First, Ian Salisbury, “Fix Your 401(k)”, calls attention to the limits—especially high fees and lack of important investment options—in 401(k) plans. Such plans were not designed to be a primary pillar of retirement, but they are quickly evolving into that role. Some of the problems include:
- Many new “target funds” are plagued with high, probably unnecessary costs (index funds are probably the best choice in 401(k) target funds)
- Many 401(k)s lack important options like bond index funds, real estate funds, and alternative investment vehicles, all of which can help in a choppy stock market
- Many 401(k)s come with little, incomplete, and generic investment advice
Near and current retirees need to shoulder responsibility for learning, gradually but systematically, about investments, just as one might learn about health.
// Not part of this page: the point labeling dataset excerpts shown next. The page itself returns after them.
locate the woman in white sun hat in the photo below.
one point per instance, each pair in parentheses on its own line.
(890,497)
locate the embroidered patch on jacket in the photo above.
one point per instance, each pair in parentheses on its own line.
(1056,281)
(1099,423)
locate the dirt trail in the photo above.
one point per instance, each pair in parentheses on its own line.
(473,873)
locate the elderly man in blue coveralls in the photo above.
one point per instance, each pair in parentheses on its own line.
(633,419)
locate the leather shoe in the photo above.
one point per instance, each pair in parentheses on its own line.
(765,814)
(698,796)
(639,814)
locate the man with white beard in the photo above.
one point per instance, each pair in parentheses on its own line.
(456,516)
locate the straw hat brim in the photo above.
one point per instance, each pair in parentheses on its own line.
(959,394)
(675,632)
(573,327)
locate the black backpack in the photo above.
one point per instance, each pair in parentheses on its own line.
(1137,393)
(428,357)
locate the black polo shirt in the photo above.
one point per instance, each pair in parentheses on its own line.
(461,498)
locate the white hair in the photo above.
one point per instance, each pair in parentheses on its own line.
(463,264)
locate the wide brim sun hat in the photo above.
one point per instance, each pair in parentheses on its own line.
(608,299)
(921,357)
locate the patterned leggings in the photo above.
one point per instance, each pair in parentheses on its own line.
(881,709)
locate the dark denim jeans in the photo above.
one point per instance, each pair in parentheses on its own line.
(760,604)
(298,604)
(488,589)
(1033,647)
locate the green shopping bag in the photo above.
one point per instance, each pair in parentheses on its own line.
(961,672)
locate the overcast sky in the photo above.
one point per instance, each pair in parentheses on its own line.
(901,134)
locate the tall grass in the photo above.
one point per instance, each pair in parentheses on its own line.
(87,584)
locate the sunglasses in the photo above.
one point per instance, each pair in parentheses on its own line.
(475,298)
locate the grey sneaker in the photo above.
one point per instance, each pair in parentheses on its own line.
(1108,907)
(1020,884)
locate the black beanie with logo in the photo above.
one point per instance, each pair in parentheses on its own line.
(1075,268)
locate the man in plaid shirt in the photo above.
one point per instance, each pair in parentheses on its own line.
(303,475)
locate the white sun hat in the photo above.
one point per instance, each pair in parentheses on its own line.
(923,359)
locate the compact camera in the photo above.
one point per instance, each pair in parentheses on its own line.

Second, Anne Kadet, “Working 9 to 5 — at 75”, describes how the nation’s “massive asset meltdown” has forced people to delay retirement or return to work. The percentage of Americans over 65 who work reached a low of about 13% in 2000, and it has been climbing since, more sharply in the last few years. Polls show that significantly fewer people now intend to retire early, and significantly more people expect to work until age 70 or later.
Work can be challenging for older people. Many mental functions noticeably decline after age 50, and increasingly, modern work is information and technology intensive. Older workers have strengths too—”accrued wisdom and a strong work ethic”. Ms. Kadet’s article includes several interesting stories of people staying in harness beyond 65. You gotta do what you gotta do.